Altra ipotesi rilevante è la corruzione, che si distingue in due fattispecie:

Corruzione per l’esercizio della funzione – Art. 318 c.p.

L’art. 318 recita: «Il pubblico ufficiale che, per l’esercizio delle sue funzioni o dei suoi poteri, indebitamente riceve, per sé o per un terzo, denaro o altra utilità o ne accetta la promessa è punito con la reclusione da tre a otto anni».

Tale forma di corruzione è definita corruzione impropria, poiché non diretta finalisticamente a compiere un atto contrario ai doveri d’ufficio.La normativa precedente prevedeva per la corruzione per l’esercizio della funzione la pena della reclusione da uno a sei anni; è evidente l’inasprimento previsto con la normativa di riforma.

Corruzione propria – Art. 319 c.p.

«Corruzione per un atto contrario ai doveri di ufficio. - Il pubblico ufficiale che, per omettere o ritardare o per aver commesso o ritardato un atto del suo ufficio, ovvero per compiere o per aver compiuto un atto contrario ai doveri d’ufficio, riceve, per sé o per u terzo, denaro od altra utilità, o ne accetta la promessa, è punti con la reclusione da sei a dieci anni».

Tale disposizione non è stata modificata dalla riforma.

Abuso d’ufficio

Ancora, degna di rilievo è la figura dell’abuso di ufficio, fattispecie di cui si discute negli ultimi giorni per una sua possibile modifica o abrogazione.
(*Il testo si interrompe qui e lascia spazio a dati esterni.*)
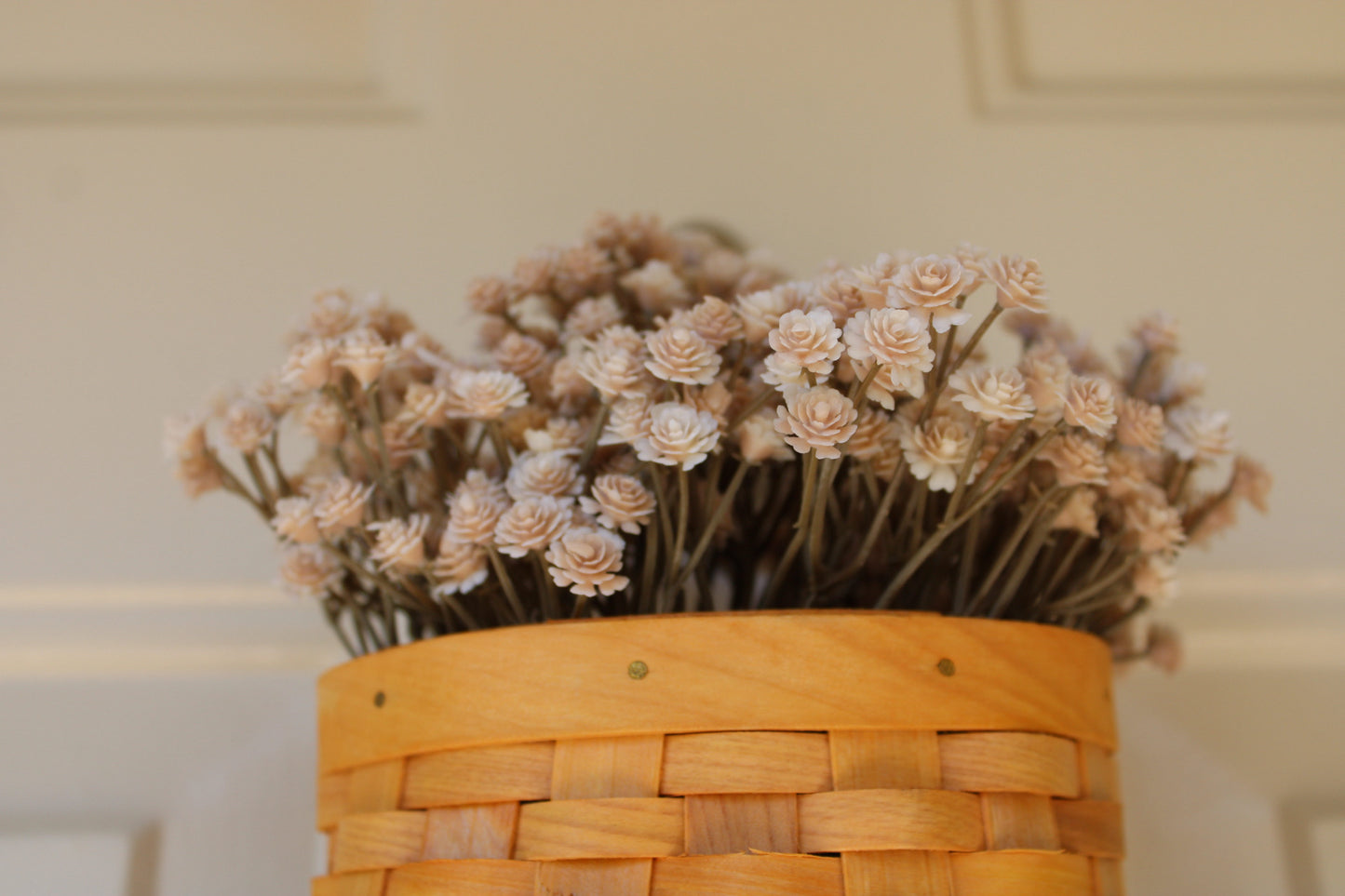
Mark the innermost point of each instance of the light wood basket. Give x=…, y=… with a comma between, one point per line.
x=858, y=754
L’ipotesi, c’è da dire, è figura estremamente indeterminata, spesso utilizzata in giudizio per punire una serie eterogenea di condotte.

A norma dell’art. 323 del codice, si prevede che «Salvo che il fatto non costituisca un più grave reato, il pubblico ufficiale o l’incaricato di pubblico servizio che, nello svolgimento delle funzioni o del servizio, in violazione di norme di legge o di regolamento, ovvero omettendo di astenersi in presenza di un interesse proprio o di un prossimo congiunto o negli altri casi prescritti, intenzionalmente procura a sé o ad altri un ingiusto vantaggio patrimoniale ovvero arreca ad altri un danno ingiusto è punibile con la reclusione da uno a quattro anni».
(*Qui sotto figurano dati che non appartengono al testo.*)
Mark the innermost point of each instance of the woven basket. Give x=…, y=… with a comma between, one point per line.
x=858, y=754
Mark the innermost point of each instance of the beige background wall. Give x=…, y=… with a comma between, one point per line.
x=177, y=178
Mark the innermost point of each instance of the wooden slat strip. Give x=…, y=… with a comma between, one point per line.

Come leggibile, nella fattispecie rientrano diverse figure comportamentali, sia omissive che commissive, nella rilevanza del conflitto di interessi e con la finalità di procurare, sia per sé che per altri, ingiusti vantaggi patrimoniali (come noto, concetto estensibile non alla sola ipotesi di dazione di denaro), oppure arrecare ad altri un danno ingiusto.
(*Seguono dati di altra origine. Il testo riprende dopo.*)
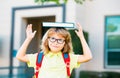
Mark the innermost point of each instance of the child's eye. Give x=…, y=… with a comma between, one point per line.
x=52, y=39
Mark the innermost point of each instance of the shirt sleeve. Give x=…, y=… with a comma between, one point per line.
x=32, y=60
x=73, y=60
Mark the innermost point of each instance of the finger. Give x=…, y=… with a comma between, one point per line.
x=34, y=32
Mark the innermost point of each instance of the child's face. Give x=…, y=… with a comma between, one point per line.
x=56, y=42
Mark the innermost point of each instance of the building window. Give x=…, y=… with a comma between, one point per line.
x=112, y=41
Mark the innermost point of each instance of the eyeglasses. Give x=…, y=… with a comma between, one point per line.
x=59, y=41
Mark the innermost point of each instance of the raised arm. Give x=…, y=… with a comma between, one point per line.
x=87, y=55
x=21, y=54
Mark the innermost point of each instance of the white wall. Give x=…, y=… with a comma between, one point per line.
x=91, y=15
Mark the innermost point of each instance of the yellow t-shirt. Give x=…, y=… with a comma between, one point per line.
x=53, y=65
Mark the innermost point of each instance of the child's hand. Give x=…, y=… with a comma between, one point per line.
x=79, y=32
x=29, y=32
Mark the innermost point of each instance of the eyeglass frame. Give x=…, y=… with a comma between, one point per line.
x=55, y=39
Con la legge di riforma non sono intervenute modifiche alla fattispecie.

Peculato

Infine, degna di rilievo per la sua non infrequente configurazione è la figura del peculato che punisce, a norma dell’art. 314 codice penale, il pubblico ufficiale che, avendo una cosa in possesso o disponibilità per ragione del suo ufficio, se ne appropria; la pena ordinaria, da quattro a dieci anni di reclusione, è ridotta da sei mesi a tre anni nel caso del c.s. “peculato d’uso”, ricorrente quando l’uso della cosa è solo momentaneo.

Causa di non punibilità

La normativa di riforma ha introdotto una importante causa di non punibilità valevole per i più importanti reati contro la pubblica amministrazione; si tratta dell’art. 323-ter, a norma del quale non è punibile chi ha commesso tali reati se, prima di avere conoscenza di indagini sul proprio conto, denuncia il fatto entro 4 mesi o fornisce notizie rilevanti per la indagini, purché restituisca il profitto o il prezzo della condotta illecita o offra elementi utili per individuare il beneficiario effettivo.

La norma, evidentemente, tende a favorire la collaborazione anche di chi sia responsabile di una condotta criminosa, al fine di agevolare le indagini e assicurare eventuali altri responsabili alla giustizia, e offrendo come alternativa la non punibilità.